En ce qui concerne le traitement des eaux usées, 80% sont traitées contre une moyenne de 95% dans l’Union Européenne (UE) . De plus, seulement 3% des eaux usées sont purifiées au maximum (traitement tertiaire), contre une moyenne de 85% dans l’UE . Le retard accumulé dans le secteur de l’eau par la Croatie peut s’expliquer par l’urbanisation anarchique qu’a connue le pays avant et après son indépendance, mais il est renforcé par certaines spécificités du secteur. Par exemple, il existe plus de 160 régies distributrices d’eau, dont 70% distribuent moins d’1 M m³ / an, contre 45 M m³/an en moyenne dans l’UE. Cette fragmentation du marché aboutit à une qualité de service qui varie fortement et représente une difficulté supplémentaire pour absorber les fonds européens à cause du manque de savoir-faire en matière de préparation et de mise en œuvre de grands projets. 

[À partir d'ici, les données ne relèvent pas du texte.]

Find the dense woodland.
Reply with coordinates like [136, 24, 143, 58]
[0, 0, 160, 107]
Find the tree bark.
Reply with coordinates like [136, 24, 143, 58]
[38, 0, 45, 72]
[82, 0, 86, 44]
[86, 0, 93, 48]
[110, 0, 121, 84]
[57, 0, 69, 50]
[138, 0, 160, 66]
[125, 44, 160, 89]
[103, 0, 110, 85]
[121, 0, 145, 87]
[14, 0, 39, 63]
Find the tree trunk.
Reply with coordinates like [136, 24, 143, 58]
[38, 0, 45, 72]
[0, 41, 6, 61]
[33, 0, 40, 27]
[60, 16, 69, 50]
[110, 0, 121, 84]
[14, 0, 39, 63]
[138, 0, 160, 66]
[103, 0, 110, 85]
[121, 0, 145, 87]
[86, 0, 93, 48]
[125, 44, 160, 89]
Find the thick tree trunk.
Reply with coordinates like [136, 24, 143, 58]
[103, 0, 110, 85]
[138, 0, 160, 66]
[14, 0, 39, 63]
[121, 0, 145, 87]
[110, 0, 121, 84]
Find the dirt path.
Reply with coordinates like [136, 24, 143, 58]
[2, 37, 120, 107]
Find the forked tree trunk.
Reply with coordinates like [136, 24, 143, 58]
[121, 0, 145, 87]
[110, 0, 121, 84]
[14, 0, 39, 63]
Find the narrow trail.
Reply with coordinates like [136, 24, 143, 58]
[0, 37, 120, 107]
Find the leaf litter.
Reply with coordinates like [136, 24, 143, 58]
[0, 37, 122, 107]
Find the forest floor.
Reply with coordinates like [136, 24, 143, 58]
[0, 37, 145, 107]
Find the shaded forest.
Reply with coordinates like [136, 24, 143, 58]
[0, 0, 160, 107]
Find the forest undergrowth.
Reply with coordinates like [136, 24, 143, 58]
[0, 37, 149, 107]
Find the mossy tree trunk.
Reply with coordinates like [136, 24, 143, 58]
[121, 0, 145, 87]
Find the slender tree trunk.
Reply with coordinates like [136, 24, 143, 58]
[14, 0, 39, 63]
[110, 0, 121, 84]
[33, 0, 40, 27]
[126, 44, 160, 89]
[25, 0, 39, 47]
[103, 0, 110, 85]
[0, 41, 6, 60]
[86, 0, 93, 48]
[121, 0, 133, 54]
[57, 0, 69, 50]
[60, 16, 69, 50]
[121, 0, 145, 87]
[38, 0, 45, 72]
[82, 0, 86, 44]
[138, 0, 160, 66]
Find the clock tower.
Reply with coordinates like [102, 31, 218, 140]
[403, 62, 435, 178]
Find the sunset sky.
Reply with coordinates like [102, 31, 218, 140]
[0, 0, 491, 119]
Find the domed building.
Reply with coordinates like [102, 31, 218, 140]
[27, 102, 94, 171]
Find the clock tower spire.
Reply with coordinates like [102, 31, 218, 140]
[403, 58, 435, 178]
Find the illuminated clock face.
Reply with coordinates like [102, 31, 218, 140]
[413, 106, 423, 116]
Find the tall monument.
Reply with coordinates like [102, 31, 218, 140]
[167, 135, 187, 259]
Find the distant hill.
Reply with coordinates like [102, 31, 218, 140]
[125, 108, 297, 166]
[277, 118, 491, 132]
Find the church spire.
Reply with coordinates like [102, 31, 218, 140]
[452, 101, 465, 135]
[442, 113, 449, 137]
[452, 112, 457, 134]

La Croatie a une volonté ambitieuse d’amélioration de la gestion de l’eau, mais possède aussi un contexte législatif rigide et incertain qui peut représenter un frein à l’investissement

La Croatie dispose d’un cadre législatif ambitieux puisque les lois sur l’eau de 2009 et sur le financement de la gestion de l’eau de 2010 ambitionnent de diviser par deux la perte d’eau lors de l’approvisionnement et de connecter 60% de la population à un réseau de traitement tertiaire des eaux usées en 2020. Ceci afin de respecter la réglementation européenne qui stipule que toute la population des agglomérations supérieures à 2 000 habitants soit reliée à un système de traitement des eaux usées de type au moins secondaire.   

Cependant, l’environnement juridique du secteur de l’eau reste rigide. Malgré l’intégration d’une grande partie de l’acquis communautaire sur l’eau par la Water Act de 2009, le cadre législatif croate en vigueur interdit la gestion des ressources en eau par toute initiative privée. La distribution d’eau potable reste une obligation publique avec stricte interdiction de privatisation. Nonobstant, ce secteur est amené à évoluer du fait des capacités limitées de gestion des régies municipales actuelles et du manque de fonds.  

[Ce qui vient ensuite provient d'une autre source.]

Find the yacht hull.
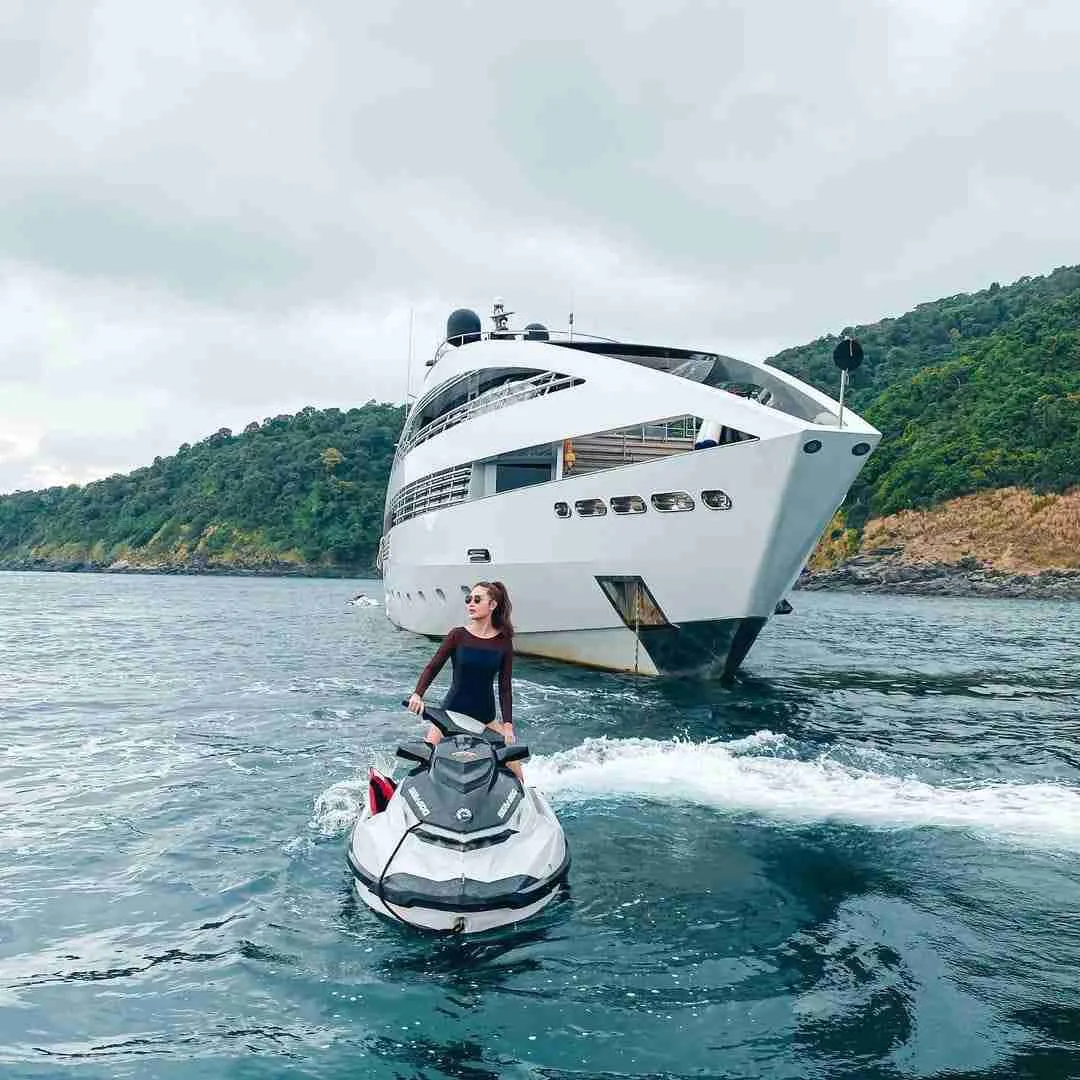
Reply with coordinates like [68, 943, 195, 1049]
[383, 430, 865, 677]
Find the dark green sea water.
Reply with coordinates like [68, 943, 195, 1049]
[0, 573, 1080, 1080]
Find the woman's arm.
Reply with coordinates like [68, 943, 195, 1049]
[416, 626, 458, 698]
[499, 644, 514, 727]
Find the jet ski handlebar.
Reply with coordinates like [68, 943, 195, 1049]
[402, 701, 507, 746]
[397, 701, 529, 766]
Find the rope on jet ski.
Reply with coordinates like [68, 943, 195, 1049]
[375, 820, 423, 927]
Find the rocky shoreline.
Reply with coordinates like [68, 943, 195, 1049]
[0, 558, 367, 578]
[795, 550, 1080, 600]
[0, 552, 1080, 600]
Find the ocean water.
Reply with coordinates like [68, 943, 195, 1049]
[0, 573, 1080, 1080]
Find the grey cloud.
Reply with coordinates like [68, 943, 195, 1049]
[0, 0, 1080, 492]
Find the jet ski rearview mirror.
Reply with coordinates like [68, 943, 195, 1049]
[396, 743, 435, 765]
[495, 743, 529, 765]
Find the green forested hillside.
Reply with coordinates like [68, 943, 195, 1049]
[0, 403, 404, 570]
[772, 267, 1080, 526]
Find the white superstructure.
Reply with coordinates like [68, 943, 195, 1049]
[379, 301, 880, 675]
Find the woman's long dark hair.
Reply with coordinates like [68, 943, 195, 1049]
[473, 581, 514, 637]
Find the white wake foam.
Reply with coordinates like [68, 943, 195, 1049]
[526, 731, 1080, 848]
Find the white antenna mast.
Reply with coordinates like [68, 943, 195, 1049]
[405, 306, 413, 410]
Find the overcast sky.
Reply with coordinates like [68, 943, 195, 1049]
[0, 0, 1080, 491]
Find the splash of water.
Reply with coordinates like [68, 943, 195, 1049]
[528, 731, 1080, 848]
[311, 731, 1080, 849]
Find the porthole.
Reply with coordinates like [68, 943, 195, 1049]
[652, 491, 693, 514]
[573, 499, 607, 517]
[701, 489, 731, 510]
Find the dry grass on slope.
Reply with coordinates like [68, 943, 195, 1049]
[859, 487, 1080, 573]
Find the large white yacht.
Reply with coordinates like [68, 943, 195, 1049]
[379, 300, 880, 677]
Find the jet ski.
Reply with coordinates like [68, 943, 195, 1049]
[348, 706, 570, 934]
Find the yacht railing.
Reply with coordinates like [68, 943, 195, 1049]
[399, 372, 585, 454]
[389, 464, 472, 527]
[426, 329, 619, 367]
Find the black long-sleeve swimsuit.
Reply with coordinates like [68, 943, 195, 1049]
[416, 626, 514, 724]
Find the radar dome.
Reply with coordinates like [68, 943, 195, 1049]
[446, 308, 481, 345]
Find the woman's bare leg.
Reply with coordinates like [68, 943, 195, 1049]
[485, 720, 525, 787]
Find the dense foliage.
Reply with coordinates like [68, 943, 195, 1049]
[772, 267, 1080, 526]
[0, 402, 404, 570]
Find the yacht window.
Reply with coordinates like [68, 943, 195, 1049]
[701, 490, 731, 510]
[397, 367, 585, 454]
[495, 461, 552, 492]
[573, 499, 607, 517]
[652, 491, 693, 514]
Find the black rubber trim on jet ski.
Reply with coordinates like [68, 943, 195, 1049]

Le secteur de l’eau en Croatie connaît des investissements importants de la part des IFIs et des fonds européens, d’où un grand nombre de projets à prévoir dans le futur

Avec des besoins de plus en plus concrètement définis, la Croatie bénéfice et bénéficiera dans le futur du soutien des IFIs, en particulier la BERD et la Banque Mondiale qui sont très présentes dans le secteur de l’eau. La BERD a accordé son soutien à 12 projets d’infrastructures communales depuis 1996, en particulier l’amélioration du service d’approvisionnement en eau d’un million de personnes. La Banque Mondiale a accordé plus de 400 M EUR de prêts ces vingt dernières années pour des projets en lien avec l’approvisionnement en eau et le traitement des eaux usées.

En outre, la Croatie bénéficie des fonds européens depuis le commencement de son processus d’adhésion. Le pays a ainsi bénéficié de 2007 à 2016 des fonds de préadhésion IPA, dont 47,7 M EUR destinés au secteur de l’eau, soit la moitié des fonds mis à disposition pour le programme opérationnel « Environnement » 2007-2011. Désormais, en tant que pays membre de l’UE, la Croatie a accès aux fonds structurels et d’investissement européens sur la période 2014-2020 pour un montant de 10,7 Mds EUR. Dans ce cadre, le Fonds de cohésion consacrera 1 Md EUR au secteur de l’eau au sein du programme opérationnel croate « Compétitivité et cohésion » (axe prioritaire 6), dont 840 M EUR pour le seul traitement des eaux usées. Les objectifs visés par ces investissements sont la réduction de la perte d’eau, l’augmentation du taux de connexion, la prévention des inondations et la finalisation de l’intégration des directives européennes.

Cependant, la mise en œuvre effective et intégrale du programme opérationnel en matière d’eau reste un véritable défi pour les capacités administratives limitées du pays. Ainsi, le taux d’absorption n’atteint que 4% pour les fonds européens dédiés à l’environnement au sein de l’axe prioritaire 6 du programme opérationnel « Compétitivité et cohésion ». Cette faiblesse du taux d’absorption en Croatie fait peser un risque sur l’utilisation complète de l’enveloppe attribuée à l’eau avant 2023.